Michael Suing, the interim director of the National Music Museum, said this group was chosen to introduce the community to new sounds and different kinds of music. A duo consisting of cello and oboe isn’t very common. 

“I wanted to  give our audience the opportunity to hear the duo. I mean, I personally had never heard it. To have that as part of the concerts that we’re offering is an access point to the work that we do in the history of musical instruments to hear different kinds of sounds and different kinds of music,” Suing said.

Along with classical and contemporary music, the duo also focuses on singing bowls, featured in several pieces they perform. 

“We also focus on healing music and we use singing bowls. We have several that we’ll use in the performance. They have pretty amazing properties to help people to destress and relax. But also they literally help you restructure on a cellular level,” Gamerl said. “They’re pretty amazing to listen to and then also just to play. You can feel the vibrations coming off of the bowls.”

Music engages many parts of the brain and is very important to have in life, Gamerl said.

“When somebody is listening to music or playing music, it engages many different areas and parts of your brain,” Gamerl said. “With the bowls, that happens to your body, too, because the sound is washing over you on a neurological level.”

Downing said the duo is inspired by nature and other forms of art, including all kinds of music. 

“The duo has been inspired by other music you know, the great music that came before us and world music,” Downing said.

The natural rhythm of the world is something the duo draws on for inspiration, Gamerl said.

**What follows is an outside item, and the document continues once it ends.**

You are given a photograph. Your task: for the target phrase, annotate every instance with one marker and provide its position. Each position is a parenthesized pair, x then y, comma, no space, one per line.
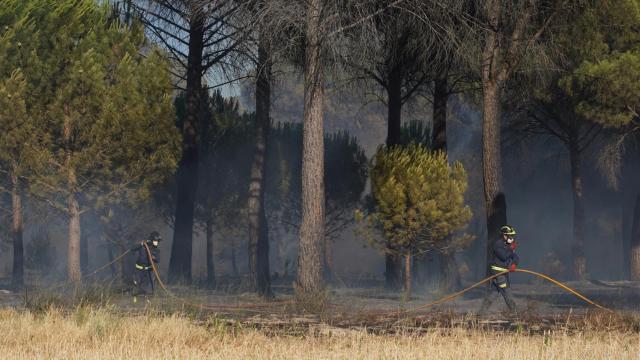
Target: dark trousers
(144,282)
(499,285)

“I think we’re inspired a lot by nature and kind of the natural rhythm and sound benefits that we get from nature,” Gamerl said. “I mean, you see it all the time after going for a walk or something like that, how you feel refreshed and like you’re reconnected with things, yourself included, and we try and express that in our music and how we are. I think that’s a big part of it.”

The Bel Canto Duo will be composing music for an interdisciplinary exhibit in Omaha, Nebraska, at Gallery 1516. The exhibit runs from April 29 to June 26. 

“It’s an interdisciplinary exhibit that has a film running that features the different rivers of Nebraska and they also show you the Milky Way from the sand hills and some really beautiful things and there’s going to be dance as part of it, I believe, and then the the music that we’re recording and writing for that,” Gamerl said.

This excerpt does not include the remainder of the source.